The proposal to a bipartisan group of US senators to introduce a bill to renew AGOA for another 16 years could demonstrate that the US is willing to engage with Africa for the long haul. With its low levels of trade reciprocity, the AGOA trade model is well suited to Africa’s current needs. 

The rise of China in a complex, crowded world means that the future will be quite different to previous periods of competition and cohabitation. In contrast to the orientation of its young population, many of Africa’s ruling elites cast longing eyes towards China’s state-led, autocratic development model to deliver improvements in indicators such as poverty reduction. Democracy and the free market have not delivered development, they argue. There is a sense of restlessness on a continent where the median age is only 19. The youth bulge is expanding rapidly with limited prospects for formal employment, a healthy life, or meaningful education.

On our African Futures website, we ask how different global futures impact Africa using a two-decade horizon. We model four broad alternative scenarios using the International Futures forecasting platform from the University of Denver. These include a best case Sustainable World and a worst case World at War scenario, which reflect the impact on Africa in each. 

We commence our analysis by pointing to recent and likely global power shifts. 

For the past century, the US has been the most powerful country in the world. It has successfully presented a narrative that equates global development, stability and progress with American interests and values. Many Africans look to the US, given its freedoms and opportunities, although the number of positive views of the US is declining. 

The image of a violent mob descending on the Capitol in January 2021 shattered the myth of American exceptionalism, exposing a country torn asunder by its political divisions. The reaction to globalisation across rural America and the rise of domestic populism detracts from US soft power, whilst its declining ability to deter others is on current display in the Middle East, which is on a knife edge. 

If the US wants to maintain its influence in Africa, it should not compete but find ways of collaborating with China

Instead of oil from Africa, the next commodities boom for Africa will come from minerals associated with the renewable energy transition. This is reflected in a recent report from the United States Institute of Peace that explored the role Africa could play in diversifying US critical mineral supply chains; strengthen the rule of law, transparency, and environmental and labour standards around Africa’s critical minerals.

The US faces an uphill struggle since China, as the first mover, has already secured much of the known supply of critical minerals in Africa. Its dominant position on these resources reflects the extent to which China is in a different league to the former USSR. 

Instead of confronting China in Africa, the US must find ways to collaborate and partner with it. Africa cannot again serve as an arena for proxy conflicts and competition, this time between the US and China. 

It is Russia, not China, that is the spoiler in Africa. The extent to which countries in the Sahel are experiencing a resurgence of military coups with regime protection provided by Russia’s Africa Expeditionary Corps (previously the Wagner group) augurs poorly for the continent's future.

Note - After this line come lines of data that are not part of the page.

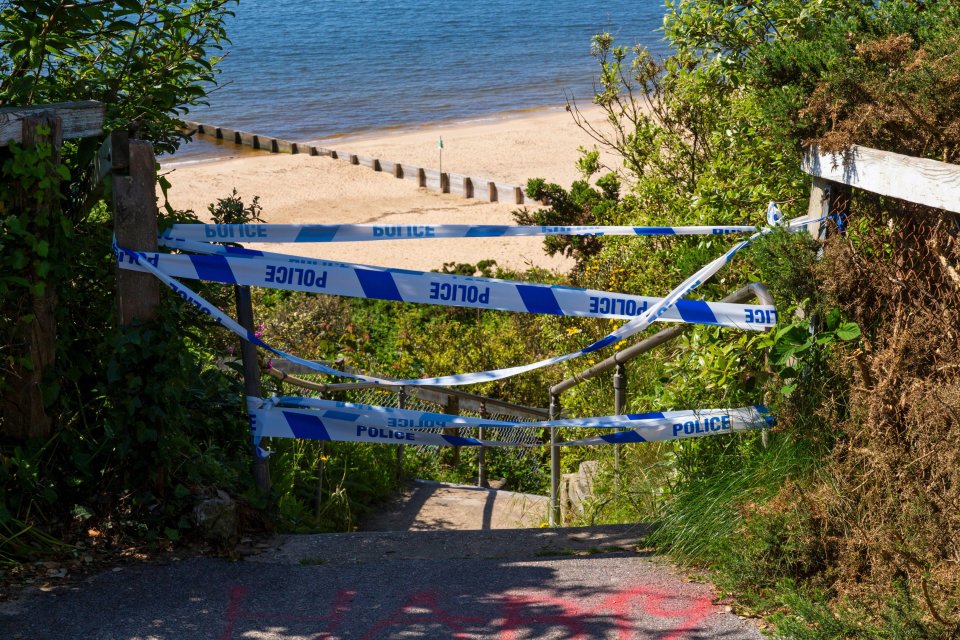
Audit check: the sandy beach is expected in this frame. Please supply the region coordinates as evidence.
[162,104,620,271]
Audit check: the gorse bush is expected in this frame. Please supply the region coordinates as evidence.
[510,0,960,638]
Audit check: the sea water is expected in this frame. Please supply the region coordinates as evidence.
[177,0,665,160]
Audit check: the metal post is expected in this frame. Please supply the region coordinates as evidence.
[613,362,627,482]
[477,400,490,487]
[549,394,561,527]
[234,285,270,494]
[397,387,407,482]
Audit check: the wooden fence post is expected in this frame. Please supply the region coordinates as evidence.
[477,400,490,489]
[443,393,460,468]
[397,387,407,484]
[0,114,63,439]
[111,131,160,326]
[233,284,272,496]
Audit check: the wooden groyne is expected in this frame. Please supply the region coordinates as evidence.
[184,121,526,204]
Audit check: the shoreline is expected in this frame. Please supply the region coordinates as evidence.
[161,108,620,272]
[167,104,598,168]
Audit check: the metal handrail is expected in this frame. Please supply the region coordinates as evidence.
[268,360,550,420]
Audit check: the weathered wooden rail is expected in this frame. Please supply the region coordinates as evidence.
[184,122,526,204]
[0,101,104,439]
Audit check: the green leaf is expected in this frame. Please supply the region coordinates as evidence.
[837,322,860,340]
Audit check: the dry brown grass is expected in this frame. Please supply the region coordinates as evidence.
[812,195,960,627]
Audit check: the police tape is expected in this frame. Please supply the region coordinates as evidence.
[116,245,777,331]
[250,400,773,447]
[259,396,773,429]
[160,224,757,243]
[114,216,820,386]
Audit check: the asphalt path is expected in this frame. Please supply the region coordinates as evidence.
[0,526,762,640]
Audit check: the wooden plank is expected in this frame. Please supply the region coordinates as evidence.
[0,112,63,439]
[807,178,830,242]
[420,169,441,191]
[446,173,467,196]
[802,146,960,213]
[217,127,240,144]
[234,131,254,147]
[273,138,297,153]
[253,134,278,153]
[0,100,105,147]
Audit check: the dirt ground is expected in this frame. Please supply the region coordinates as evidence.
[360,480,550,531]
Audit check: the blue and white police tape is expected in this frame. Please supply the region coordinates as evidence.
[160,224,757,242]
[250,399,773,447]
[261,396,772,429]
[560,405,774,447]
[250,408,511,447]
[117,245,777,331]
[110,216,819,386]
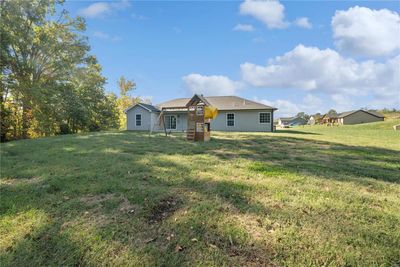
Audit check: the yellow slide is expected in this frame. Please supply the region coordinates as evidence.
[204,106,218,119]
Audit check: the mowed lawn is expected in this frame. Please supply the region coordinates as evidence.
[0,120,400,266]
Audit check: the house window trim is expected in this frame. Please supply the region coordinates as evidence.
[225,112,236,127]
[135,113,143,127]
[258,111,272,125]
[164,115,178,130]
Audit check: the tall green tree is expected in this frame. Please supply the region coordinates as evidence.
[117,76,141,129]
[0,0,116,140]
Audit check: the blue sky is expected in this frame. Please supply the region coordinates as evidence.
[64,0,400,116]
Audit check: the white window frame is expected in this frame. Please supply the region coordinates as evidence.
[258,111,272,124]
[135,113,143,126]
[164,115,178,130]
[226,112,236,127]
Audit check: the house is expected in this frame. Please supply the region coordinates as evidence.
[125,96,277,132]
[338,109,385,125]
[278,117,307,128]
[321,113,338,124]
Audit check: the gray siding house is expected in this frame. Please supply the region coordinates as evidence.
[125,96,276,132]
[278,117,307,127]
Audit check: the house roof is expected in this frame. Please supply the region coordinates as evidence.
[279,117,307,122]
[185,94,211,107]
[124,103,160,113]
[157,96,277,110]
[322,113,338,119]
[338,109,384,118]
[279,117,294,121]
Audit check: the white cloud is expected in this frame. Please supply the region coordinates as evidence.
[233,24,254,32]
[182,73,242,96]
[331,94,354,111]
[303,94,323,110]
[78,2,111,18]
[332,6,400,56]
[93,31,122,42]
[239,0,289,29]
[131,13,148,20]
[294,17,312,29]
[254,98,302,117]
[172,26,182,34]
[78,0,130,18]
[254,94,326,117]
[93,31,110,39]
[241,45,400,102]
[252,36,266,44]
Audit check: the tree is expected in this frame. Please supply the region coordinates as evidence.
[0,0,116,141]
[117,76,141,129]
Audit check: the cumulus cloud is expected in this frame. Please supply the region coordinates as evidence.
[239,0,289,29]
[254,98,302,117]
[294,17,312,29]
[254,94,326,117]
[78,0,130,18]
[182,73,242,96]
[241,45,400,101]
[332,6,400,56]
[233,24,254,32]
[93,31,121,42]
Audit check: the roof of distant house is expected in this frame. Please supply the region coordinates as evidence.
[124,102,160,112]
[338,109,384,118]
[279,116,306,121]
[157,96,277,110]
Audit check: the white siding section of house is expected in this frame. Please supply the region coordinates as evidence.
[126,106,273,132]
[126,106,152,131]
[211,110,273,132]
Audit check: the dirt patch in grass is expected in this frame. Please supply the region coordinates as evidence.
[118,197,139,213]
[147,196,181,224]
[79,194,115,206]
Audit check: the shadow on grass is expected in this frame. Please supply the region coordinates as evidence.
[0,131,400,265]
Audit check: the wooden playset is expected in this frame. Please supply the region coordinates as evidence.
[186,95,218,141]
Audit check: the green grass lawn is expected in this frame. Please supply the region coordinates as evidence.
[0,120,400,266]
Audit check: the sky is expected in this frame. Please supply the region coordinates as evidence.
[64,0,400,116]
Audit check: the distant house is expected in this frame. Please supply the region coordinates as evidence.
[125,96,277,132]
[278,117,307,127]
[321,113,339,124]
[338,109,385,125]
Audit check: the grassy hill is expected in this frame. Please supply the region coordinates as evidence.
[0,120,400,266]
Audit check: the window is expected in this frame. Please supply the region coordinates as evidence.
[259,112,271,123]
[164,115,176,130]
[226,113,235,126]
[136,114,142,126]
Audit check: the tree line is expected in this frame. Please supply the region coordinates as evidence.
[0,0,139,142]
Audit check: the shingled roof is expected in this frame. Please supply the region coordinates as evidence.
[124,103,160,113]
[338,109,384,118]
[157,96,277,110]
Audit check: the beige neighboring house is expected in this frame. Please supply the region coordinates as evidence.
[337,109,385,125]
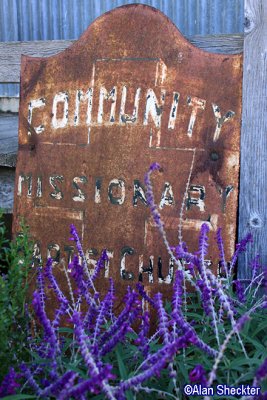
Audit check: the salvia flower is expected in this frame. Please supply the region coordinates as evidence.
[256,358,267,381]
[189,364,207,386]
[0,368,21,398]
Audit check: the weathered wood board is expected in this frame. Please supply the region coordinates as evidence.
[13,5,242,293]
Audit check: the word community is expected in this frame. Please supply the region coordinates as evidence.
[28,86,235,141]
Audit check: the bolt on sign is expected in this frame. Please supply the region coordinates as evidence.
[13,4,242,300]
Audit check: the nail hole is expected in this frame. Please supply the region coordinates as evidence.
[210,151,219,161]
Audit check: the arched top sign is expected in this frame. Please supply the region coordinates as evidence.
[14,4,242,298]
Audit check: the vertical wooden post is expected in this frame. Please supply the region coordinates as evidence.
[238,0,267,278]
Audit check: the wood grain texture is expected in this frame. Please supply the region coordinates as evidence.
[0,114,18,167]
[0,35,243,83]
[238,0,267,278]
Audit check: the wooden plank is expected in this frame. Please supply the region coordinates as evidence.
[0,35,243,83]
[0,114,18,167]
[0,167,15,213]
[238,0,267,278]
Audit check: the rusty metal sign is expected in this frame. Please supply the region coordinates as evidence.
[13,5,242,300]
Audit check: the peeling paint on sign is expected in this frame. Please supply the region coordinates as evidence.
[13,4,242,302]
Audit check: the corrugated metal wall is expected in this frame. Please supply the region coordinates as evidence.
[0,0,244,96]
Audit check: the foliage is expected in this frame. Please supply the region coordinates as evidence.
[0,215,33,379]
[0,164,267,400]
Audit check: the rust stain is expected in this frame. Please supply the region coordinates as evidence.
[13,5,242,304]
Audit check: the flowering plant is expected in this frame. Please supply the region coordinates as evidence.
[0,164,267,400]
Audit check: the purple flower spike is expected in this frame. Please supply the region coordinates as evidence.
[149,163,160,171]
[0,368,21,398]
[172,270,184,313]
[189,364,207,386]
[154,293,170,344]
[235,280,246,303]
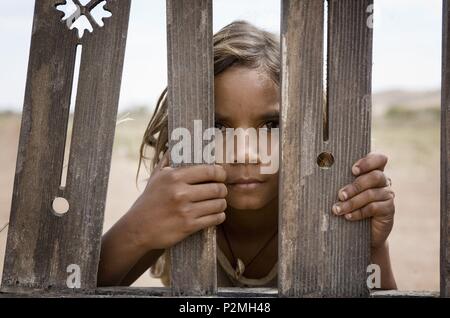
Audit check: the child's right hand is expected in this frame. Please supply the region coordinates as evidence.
[127,152,227,250]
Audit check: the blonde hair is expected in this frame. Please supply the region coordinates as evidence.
[136,21,280,180]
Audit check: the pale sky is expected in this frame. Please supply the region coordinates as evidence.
[0,0,442,111]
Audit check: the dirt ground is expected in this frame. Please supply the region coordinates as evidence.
[0,105,440,290]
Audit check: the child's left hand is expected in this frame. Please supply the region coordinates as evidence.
[332,153,395,248]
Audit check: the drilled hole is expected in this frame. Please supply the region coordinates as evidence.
[56,0,112,39]
[52,197,69,216]
[317,152,334,169]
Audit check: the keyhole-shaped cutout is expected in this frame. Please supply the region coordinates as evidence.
[56,0,112,39]
[52,197,70,216]
[317,152,334,169]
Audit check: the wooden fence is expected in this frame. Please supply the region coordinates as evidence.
[0,0,450,297]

The more significant challenge is that the West faces a much larger and more powerful cohort of detractors, perhaps most readily depicted as the G7 versus BRICS+. The impunity that the West has provided to Israel for the war that it is pursuing in Gaza and further afield has reinforced views amongst the Global South that different standards apply to them compared to the Developed North.

Current indications point to China becoming more influential in Africa, with many countries turning eastward. Rather than a new uni- or even bipolar order, the trend is towards a complex, multipolar global power configuration within which one’s allies and friends will determine the international pecking order. Learning to rely on friends and allies will be a new experience for the US.